In: Accounting
Please answer form a to e (all questions)
The manager of Calypso, Inc. is considering raising its current
price of $34 per unit by 10%. If she does so, she estimates that
demand will decrease by 20,000 units per month. Calypso currently
sells 50,100 units per month, each of which costs $21 in variable
costs. Fixed costs are $200,000.
a. What is the current profit?
b. What is the current break-even point in units?
(Round your answer to the nearest whole
number.)
c. If the manager raises the price, what will
profit be? (Do not round intermediate
calculations.)
d. If the manager raises the price, what will be
the new break-even point in units? (Do not round
intermediate calculations. Round your answer to the nearest whole
number.)
e. Assume the manager does not know how much
demand will drop if the price increases. By how much would demand
have to drop before the manager would not want to implement the
price increase? (Do not round intermediate calculations.

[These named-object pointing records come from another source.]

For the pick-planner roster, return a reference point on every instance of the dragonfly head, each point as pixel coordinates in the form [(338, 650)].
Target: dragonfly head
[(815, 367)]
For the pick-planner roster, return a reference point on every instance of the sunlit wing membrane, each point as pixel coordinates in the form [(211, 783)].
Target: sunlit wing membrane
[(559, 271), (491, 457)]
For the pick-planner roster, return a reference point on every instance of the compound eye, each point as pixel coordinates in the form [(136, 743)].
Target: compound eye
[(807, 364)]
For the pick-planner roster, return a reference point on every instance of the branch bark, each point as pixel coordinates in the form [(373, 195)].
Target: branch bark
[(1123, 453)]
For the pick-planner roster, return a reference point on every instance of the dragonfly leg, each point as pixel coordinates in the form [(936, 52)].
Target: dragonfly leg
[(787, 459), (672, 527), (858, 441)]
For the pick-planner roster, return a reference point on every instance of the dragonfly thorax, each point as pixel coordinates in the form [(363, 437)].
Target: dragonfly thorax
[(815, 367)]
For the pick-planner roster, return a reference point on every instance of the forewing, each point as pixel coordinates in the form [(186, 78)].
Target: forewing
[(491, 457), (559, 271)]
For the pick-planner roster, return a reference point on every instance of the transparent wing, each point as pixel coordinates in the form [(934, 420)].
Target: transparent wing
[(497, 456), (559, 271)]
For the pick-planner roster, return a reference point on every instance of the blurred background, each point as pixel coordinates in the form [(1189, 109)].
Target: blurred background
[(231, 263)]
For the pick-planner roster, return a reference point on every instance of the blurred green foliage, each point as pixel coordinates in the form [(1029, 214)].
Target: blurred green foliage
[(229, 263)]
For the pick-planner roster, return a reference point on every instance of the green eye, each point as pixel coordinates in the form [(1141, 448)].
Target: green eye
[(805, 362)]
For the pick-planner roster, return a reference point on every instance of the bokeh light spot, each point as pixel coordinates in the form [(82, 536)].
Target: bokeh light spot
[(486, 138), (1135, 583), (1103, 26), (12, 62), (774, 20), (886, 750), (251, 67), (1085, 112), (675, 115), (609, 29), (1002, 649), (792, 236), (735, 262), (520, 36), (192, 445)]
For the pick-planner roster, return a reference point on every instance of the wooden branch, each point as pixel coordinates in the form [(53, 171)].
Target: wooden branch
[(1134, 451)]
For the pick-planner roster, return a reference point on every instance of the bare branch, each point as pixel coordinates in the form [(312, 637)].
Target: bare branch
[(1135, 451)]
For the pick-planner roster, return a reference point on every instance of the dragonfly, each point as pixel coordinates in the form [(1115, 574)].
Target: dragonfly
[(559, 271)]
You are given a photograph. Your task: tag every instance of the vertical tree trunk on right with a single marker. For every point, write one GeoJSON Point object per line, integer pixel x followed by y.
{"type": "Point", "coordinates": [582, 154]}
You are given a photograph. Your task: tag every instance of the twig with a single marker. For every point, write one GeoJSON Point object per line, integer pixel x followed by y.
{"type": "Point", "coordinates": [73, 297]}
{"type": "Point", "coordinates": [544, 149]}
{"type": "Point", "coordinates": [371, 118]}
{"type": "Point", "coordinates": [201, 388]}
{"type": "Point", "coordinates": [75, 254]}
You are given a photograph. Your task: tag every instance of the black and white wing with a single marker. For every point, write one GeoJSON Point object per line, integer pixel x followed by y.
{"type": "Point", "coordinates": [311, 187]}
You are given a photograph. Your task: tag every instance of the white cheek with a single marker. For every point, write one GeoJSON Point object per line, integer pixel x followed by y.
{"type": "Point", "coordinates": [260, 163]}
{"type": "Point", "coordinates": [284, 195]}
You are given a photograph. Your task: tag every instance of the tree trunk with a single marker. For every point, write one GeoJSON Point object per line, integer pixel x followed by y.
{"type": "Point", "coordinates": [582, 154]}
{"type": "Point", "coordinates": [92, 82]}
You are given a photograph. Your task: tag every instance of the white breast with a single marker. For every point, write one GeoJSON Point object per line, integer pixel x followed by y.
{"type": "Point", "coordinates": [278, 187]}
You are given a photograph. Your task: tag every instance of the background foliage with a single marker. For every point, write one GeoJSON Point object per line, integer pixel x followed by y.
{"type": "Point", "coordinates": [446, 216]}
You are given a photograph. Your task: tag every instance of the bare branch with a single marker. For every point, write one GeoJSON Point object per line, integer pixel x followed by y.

Round your answer to the nearest whole number.)
a) Calculation of Current profit
Particulars | Per unit | Amount (in $) |
Units sold | 50,100 | |
Sales value | 34 | 1,703,400 |
Variable Cost | 21 | 1,052,100 |
Fixed cost | 200,000 | |
Total Cost | 1,252,100 | |
Total Profit | 451,300 |
b) Calculation of break even point in units
Contribution per unit = Selling price p.u - Variable cost p.u
= $ 34 - $21 ==> $13
Fixed Cost = $ 200,000
Break even point ( in units) = Fixed cost/ Contribution per unit
= 200,000/ 13
= 15,385 units.
c) Calculation of revised profit in case of price increase
Particulars | Per unit | Amount (in $) |
Units sold | 30,100 | |
Sales value | 37.40 | 1,125,740 |
Variable Cost | 21.00 | 632,100 |
Fixed cost | 200,000 | |
Total Cost | 832,100 | |
Total Profit | 293,640 |
d) Calculation of new break even point (in units)
Contribution per unit = Selling price p.u - Variable cost p.u
= $ 37.40 - $21.00 ==> $16.40
Fixed Cost = $ 200,000
Break even point ( in units) = Fixed cost/ Contribution per unit
= 200,000/ 16.40
= 12,195 units.
e) New contribution per unit = $ 16.40
Current profit = $ 451,300
Fixed cost = $ 200,000
Units to be sold to maintain current profit = (Current profit + Fixed cost)/ Contribution per unit
= (451,300 + 200,000)/ 16.40
= 39,714 units
Manager would not bother if sales drop by 10,386 units (50,100 - 39,714) to implement the price revision.